South Korea stands firm on border broadcasts into North
South Korean President Park Geun-hye has said its cross-border propaganda broadcasts will continue until Pyongyang apologises for landmines that injured two South Korean soldiers.
North Korea has threatened to use force to stop the broadcasts, ratcheting up tensions on the Korean Peninsula.
High-level talks to resolve the issue went through a second night on Sunday.
Both country's militaries are on alert after a brief exchange of fire at the border on Thursday.
North Korea denies laying the landmines which maimed the soldiers earlier this month as they were patrolling the Demilitarized Zone (DMZ), the heavily fortified border.
It also denies shelling the South on Thursday, an incident which prompted return artillery fire from the South.
"We need a clear apology and measures to prevent a recurrence of these provocations and tense situations," said Ms Park according to a statement released by her office.
"Otherwise, this government will take appropriate steps and continue loudspeaker broadcasts."
South Korea resumed the propaganda broadcasts along the DMZ earlier this month, after an 11-year hiatus, in apparent retaliation for the landmine attack.
'On a war footing'
The talks that began on Saturday in the abandoned "truce village" of Panmunjom inside the DMZ have, for the time being, subdued heated rhetoric of imminent war.
South Korea is represented by national security adviser Kim Kwan-jin and Unification Minister Hong Yong-pyo, while the North has sent senior officials Kim Yong-gon and Hwang Pyong-so, who is seen by many analysts as North Korean leader Kim Jong-un's second-in-command.
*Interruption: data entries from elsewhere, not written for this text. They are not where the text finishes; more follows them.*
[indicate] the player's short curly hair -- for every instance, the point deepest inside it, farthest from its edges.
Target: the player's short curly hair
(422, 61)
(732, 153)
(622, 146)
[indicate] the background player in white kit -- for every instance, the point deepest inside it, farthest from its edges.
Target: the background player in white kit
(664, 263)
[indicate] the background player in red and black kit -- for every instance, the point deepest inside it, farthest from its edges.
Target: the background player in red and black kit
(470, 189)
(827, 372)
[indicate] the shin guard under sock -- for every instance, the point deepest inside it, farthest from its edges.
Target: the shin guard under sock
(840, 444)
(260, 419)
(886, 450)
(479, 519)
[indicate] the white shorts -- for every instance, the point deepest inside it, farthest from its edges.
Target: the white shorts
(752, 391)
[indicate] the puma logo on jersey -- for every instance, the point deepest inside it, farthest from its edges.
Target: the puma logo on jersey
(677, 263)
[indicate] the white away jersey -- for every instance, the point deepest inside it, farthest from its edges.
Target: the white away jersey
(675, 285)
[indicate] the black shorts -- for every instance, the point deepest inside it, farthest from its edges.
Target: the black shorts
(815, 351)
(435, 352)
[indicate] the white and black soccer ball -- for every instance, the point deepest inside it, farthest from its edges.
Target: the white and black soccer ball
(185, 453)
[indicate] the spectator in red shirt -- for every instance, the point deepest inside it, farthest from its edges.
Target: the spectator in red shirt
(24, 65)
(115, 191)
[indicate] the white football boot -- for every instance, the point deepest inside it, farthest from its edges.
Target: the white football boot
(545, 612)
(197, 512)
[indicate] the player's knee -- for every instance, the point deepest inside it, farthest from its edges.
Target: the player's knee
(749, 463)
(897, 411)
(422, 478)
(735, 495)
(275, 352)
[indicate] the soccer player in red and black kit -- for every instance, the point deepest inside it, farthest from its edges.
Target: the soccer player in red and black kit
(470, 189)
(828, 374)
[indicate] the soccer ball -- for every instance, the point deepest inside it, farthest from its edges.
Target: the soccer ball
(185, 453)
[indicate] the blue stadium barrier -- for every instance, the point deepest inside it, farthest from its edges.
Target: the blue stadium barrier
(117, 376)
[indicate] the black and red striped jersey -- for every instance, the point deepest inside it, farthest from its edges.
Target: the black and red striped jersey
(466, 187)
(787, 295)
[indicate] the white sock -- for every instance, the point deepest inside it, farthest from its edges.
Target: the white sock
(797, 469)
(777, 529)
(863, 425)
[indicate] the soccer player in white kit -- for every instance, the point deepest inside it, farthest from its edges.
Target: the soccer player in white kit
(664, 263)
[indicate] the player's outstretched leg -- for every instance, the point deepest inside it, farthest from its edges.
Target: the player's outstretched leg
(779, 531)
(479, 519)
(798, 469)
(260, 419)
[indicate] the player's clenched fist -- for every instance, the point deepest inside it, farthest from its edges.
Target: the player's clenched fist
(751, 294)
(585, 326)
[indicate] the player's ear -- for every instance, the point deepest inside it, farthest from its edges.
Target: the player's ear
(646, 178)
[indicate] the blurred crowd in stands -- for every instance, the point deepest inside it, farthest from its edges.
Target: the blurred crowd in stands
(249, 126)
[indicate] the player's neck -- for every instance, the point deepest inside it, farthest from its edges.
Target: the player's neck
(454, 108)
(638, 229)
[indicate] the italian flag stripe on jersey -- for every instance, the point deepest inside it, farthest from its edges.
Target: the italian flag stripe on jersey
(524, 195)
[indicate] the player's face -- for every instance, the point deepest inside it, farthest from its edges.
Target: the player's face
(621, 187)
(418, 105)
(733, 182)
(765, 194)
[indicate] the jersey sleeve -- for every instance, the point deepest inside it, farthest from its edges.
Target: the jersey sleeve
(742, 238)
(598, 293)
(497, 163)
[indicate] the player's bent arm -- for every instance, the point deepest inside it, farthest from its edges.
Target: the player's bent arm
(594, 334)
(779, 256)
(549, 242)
However, South Korea's military had said that most of North Korea's submarines appeared to be away from their bases, and amphibious landing vessels had been deployed to the border, the Yonhap news agency reports.
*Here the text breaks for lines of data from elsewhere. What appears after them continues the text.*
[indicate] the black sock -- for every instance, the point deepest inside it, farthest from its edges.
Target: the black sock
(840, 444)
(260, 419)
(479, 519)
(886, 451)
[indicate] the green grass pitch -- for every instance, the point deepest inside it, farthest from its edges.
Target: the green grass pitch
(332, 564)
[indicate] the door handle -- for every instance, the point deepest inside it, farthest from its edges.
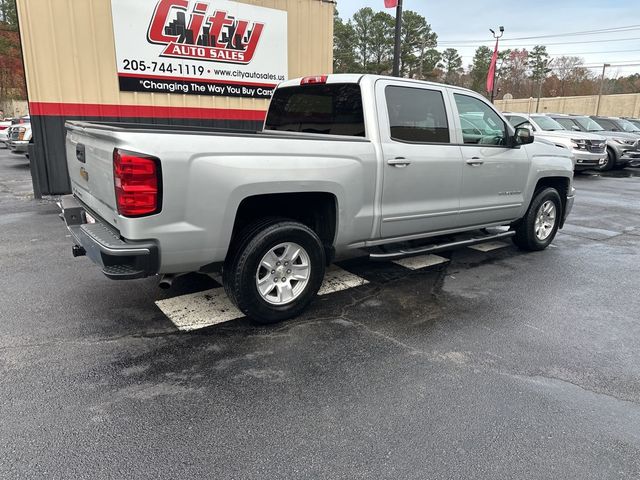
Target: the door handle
(475, 162)
(399, 162)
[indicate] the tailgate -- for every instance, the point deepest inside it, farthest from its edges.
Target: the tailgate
(90, 163)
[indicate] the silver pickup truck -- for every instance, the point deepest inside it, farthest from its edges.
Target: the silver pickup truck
(344, 162)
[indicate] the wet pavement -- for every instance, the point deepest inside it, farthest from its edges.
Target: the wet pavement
(497, 364)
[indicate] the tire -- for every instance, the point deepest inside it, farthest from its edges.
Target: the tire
(611, 161)
(529, 236)
(265, 242)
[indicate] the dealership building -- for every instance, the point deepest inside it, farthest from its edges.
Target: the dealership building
(199, 63)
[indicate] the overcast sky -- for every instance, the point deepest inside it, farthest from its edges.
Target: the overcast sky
(460, 23)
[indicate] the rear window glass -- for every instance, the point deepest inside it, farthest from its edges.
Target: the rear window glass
(333, 109)
(417, 115)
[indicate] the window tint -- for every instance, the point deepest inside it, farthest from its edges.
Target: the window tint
(517, 121)
(417, 115)
(491, 129)
(607, 124)
(333, 109)
(547, 124)
(567, 123)
(588, 124)
(627, 126)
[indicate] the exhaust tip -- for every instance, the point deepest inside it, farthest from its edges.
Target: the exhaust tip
(165, 282)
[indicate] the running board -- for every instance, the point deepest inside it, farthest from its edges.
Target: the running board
(439, 247)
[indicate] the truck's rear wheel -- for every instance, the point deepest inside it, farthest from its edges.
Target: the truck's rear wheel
(275, 271)
(540, 224)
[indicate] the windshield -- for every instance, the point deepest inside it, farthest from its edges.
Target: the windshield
(589, 124)
(548, 124)
(627, 126)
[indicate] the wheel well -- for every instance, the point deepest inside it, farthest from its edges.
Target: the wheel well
(561, 184)
(316, 210)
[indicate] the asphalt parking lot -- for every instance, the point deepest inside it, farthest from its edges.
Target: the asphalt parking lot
(481, 364)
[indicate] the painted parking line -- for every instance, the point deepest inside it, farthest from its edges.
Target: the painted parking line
(212, 307)
(421, 261)
(489, 246)
(199, 310)
(336, 280)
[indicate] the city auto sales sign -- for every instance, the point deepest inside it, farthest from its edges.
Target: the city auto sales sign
(199, 47)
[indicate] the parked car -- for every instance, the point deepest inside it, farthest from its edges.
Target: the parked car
(634, 121)
(4, 127)
(616, 124)
(623, 148)
(344, 163)
(588, 150)
(19, 138)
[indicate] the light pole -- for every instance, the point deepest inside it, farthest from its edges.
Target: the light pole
(495, 53)
(397, 51)
(540, 81)
(604, 68)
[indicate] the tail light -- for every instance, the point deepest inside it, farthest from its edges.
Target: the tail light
(138, 181)
(313, 80)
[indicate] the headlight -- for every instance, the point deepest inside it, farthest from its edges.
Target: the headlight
(579, 144)
(625, 141)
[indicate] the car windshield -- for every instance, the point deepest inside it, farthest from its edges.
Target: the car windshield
(589, 124)
(548, 124)
(627, 126)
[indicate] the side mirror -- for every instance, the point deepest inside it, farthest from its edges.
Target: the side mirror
(523, 136)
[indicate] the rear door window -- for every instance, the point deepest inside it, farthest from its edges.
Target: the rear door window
(331, 109)
(417, 115)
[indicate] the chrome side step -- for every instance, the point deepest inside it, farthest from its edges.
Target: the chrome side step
(439, 247)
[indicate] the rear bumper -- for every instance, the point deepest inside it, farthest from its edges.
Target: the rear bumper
(119, 259)
(18, 146)
(568, 206)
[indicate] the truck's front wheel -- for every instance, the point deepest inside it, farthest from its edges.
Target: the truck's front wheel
(540, 224)
(275, 270)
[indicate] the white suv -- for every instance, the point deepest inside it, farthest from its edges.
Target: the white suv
(588, 150)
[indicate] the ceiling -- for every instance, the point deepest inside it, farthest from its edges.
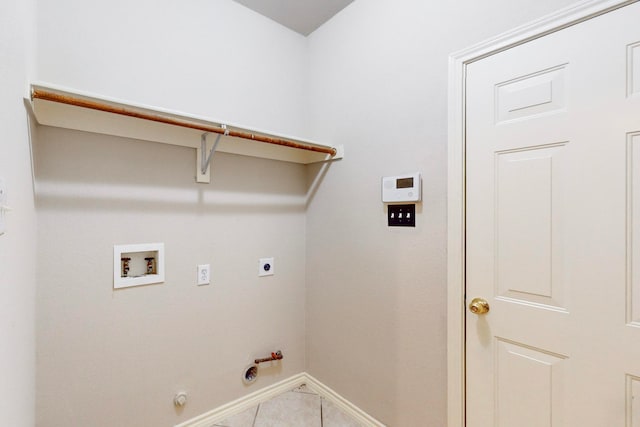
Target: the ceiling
(302, 16)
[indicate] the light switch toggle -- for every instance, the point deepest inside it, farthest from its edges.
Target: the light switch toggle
(401, 215)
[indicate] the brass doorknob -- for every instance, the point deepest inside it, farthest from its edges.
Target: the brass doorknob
(479, 306)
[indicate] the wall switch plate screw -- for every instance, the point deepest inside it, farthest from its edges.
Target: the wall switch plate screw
(204, 274)
(266, 267)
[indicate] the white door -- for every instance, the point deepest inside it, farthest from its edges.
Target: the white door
(553, 229)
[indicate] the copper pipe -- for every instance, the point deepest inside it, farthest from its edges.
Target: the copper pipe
(93, 105)
(274, 356)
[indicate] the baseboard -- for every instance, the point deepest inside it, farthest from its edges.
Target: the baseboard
(262, 395)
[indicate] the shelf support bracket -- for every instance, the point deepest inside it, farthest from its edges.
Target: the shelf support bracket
(205, 155)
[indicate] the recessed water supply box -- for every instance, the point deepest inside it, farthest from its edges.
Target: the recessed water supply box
(137, 265)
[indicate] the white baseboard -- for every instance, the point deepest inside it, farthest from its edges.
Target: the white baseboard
(232, 408)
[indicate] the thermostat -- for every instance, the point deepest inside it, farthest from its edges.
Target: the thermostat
(402, 188)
On Friday, North Korea ordered its troops to be "on a war footing".
South Korea has evacuated almost 4,000 residents from border areas and warned that it would "retaliate harshly" to any acts of aggression.
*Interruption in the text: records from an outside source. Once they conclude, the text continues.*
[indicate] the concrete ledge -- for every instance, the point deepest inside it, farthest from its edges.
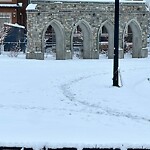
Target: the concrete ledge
(144, 52)
(121, 53)
(35, 55)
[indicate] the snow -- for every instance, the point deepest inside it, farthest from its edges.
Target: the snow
(9, 5)
(98, 1)
(73, 103)
(31, 7)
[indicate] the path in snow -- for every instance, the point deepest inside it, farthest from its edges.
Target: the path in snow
(97, 109)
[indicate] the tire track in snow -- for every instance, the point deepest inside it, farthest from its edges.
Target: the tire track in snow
(96, 109)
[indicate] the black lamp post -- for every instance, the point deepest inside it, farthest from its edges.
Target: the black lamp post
(116, 43)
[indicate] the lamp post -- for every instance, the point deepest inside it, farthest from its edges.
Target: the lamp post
(116, 43)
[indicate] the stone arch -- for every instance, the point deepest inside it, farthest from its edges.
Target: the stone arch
(137, 37)
(60, 38)
(87, 38)
(110, 29)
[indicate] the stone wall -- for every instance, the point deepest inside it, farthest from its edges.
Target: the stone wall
(90, 16)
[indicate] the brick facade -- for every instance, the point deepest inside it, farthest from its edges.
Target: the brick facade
(64, 17)
(13, 11)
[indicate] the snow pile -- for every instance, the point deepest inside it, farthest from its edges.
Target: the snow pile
(73, 102)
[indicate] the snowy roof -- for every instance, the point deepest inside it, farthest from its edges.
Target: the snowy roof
(9, 5)
(31, 7)
(14, 25)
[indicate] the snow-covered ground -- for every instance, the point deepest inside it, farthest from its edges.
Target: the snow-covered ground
(73, 103)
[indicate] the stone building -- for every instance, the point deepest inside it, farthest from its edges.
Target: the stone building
(93, 19)
(13, 11)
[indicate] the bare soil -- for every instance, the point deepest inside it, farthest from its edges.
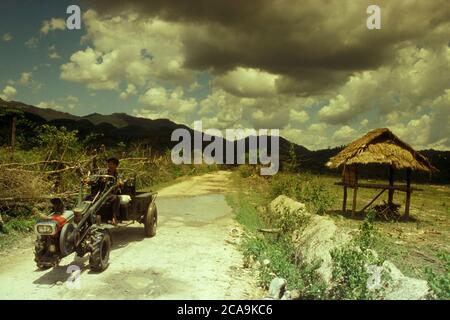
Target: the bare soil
(191, 257)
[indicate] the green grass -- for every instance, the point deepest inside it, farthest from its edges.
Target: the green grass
(277, 249)
(414, 246)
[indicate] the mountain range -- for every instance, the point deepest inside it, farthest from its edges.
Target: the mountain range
(116, 128)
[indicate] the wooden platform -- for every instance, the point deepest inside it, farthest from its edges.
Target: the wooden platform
(403, 188)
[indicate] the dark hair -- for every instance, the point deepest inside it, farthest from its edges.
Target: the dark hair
(113, 160)
(56, 201)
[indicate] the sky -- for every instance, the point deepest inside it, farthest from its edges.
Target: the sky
(310, 68)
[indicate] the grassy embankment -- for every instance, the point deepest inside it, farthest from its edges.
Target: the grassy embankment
(419, 246)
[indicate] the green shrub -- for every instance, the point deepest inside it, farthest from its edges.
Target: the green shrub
(279, 252)
(18, 225)
(303, 188)
(440, 282)
(350, 276)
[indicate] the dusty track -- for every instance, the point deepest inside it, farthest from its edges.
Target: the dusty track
(189, 258)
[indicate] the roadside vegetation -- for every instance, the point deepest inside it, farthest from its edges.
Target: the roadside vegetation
(52, 163)
(404, 243)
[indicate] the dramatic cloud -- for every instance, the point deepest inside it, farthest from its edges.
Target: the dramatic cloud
(309, 68)
(7, 37)
(8, 93)
(127, 49)
(52, 25)
(50, 104)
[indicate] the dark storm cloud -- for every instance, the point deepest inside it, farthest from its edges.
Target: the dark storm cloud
(313, 45)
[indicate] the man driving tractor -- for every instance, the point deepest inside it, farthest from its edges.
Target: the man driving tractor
(113, 201)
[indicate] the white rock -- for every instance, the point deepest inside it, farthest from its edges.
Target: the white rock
(277, 288)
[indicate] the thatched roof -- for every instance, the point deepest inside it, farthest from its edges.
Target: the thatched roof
(381, 146)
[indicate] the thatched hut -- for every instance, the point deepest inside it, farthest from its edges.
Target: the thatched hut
(379, 146)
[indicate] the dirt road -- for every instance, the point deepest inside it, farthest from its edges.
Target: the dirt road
(191, 257)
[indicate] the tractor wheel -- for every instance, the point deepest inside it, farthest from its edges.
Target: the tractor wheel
(66, 239)
(42, 267)
(99, 258)
(150, 221)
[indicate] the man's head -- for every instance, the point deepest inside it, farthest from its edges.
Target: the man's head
(58, 205)
(113, 163)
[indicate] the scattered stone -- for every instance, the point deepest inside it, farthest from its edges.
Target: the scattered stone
(277, 288)
(295, 294)
(401, 287)
(321, 235)
(286, 296)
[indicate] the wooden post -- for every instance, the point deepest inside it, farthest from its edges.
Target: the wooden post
(13, 136)
(408, 191)
(355, 190)
(344, 203)
(391, 184)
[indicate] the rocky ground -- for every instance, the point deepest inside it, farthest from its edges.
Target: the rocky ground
(193, 255)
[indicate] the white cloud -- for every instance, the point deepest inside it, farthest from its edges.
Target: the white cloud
(7, 37)
(173, 101)
(71, 102)
(25, 79)
(138, 51)
(248, 82)
(50, 104)
(345, 135)
(32, 43)
(52, 25)
(298, 116)
(129, 91)
(8, 93)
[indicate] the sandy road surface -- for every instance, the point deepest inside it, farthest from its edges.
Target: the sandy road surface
(191, 256)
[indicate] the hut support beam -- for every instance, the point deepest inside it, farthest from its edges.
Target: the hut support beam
(373, 200)
(355, 191)
(391, 183)
(408, 191)
(344, 202)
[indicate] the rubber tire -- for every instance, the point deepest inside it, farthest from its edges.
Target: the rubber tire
(42, 267)
(65, 236)
(151, 221)
(99, 259)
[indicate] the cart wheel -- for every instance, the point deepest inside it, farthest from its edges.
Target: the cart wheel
(150, 221)
(42, 267)
(66, 239)
(99, 258)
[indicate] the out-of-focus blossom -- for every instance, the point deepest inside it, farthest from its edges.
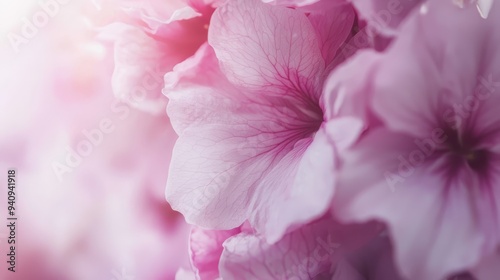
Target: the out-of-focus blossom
(428, 165)
(252, 141)
(373, 261)
(160, 35)
(91, 168)
(385, 16)
(310, 252)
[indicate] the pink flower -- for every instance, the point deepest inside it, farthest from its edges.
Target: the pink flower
(429, 163)
(386, 16)
(308, 252)
(161, 35)
(252, 141)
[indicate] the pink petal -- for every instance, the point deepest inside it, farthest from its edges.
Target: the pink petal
(269, 47)
(303, 254)
(433, 237)
(385, 16)
(206, 250)
(248, 137)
The two Koreas remain technically at war, because the 1950-1953 conflict ended in an armistice, not a peace treaty.
Loudspeakers and psychological warfare
In 2004, South Korea and North Korea reached an agreement to dismantle their propaganda loudspeakers at the border.
The broadcasts were part of a programme of psychological warfare, according to South Korean newspaper Korea Times, to deliver outside news so that North Korean soldiers and border-area residents could hear it.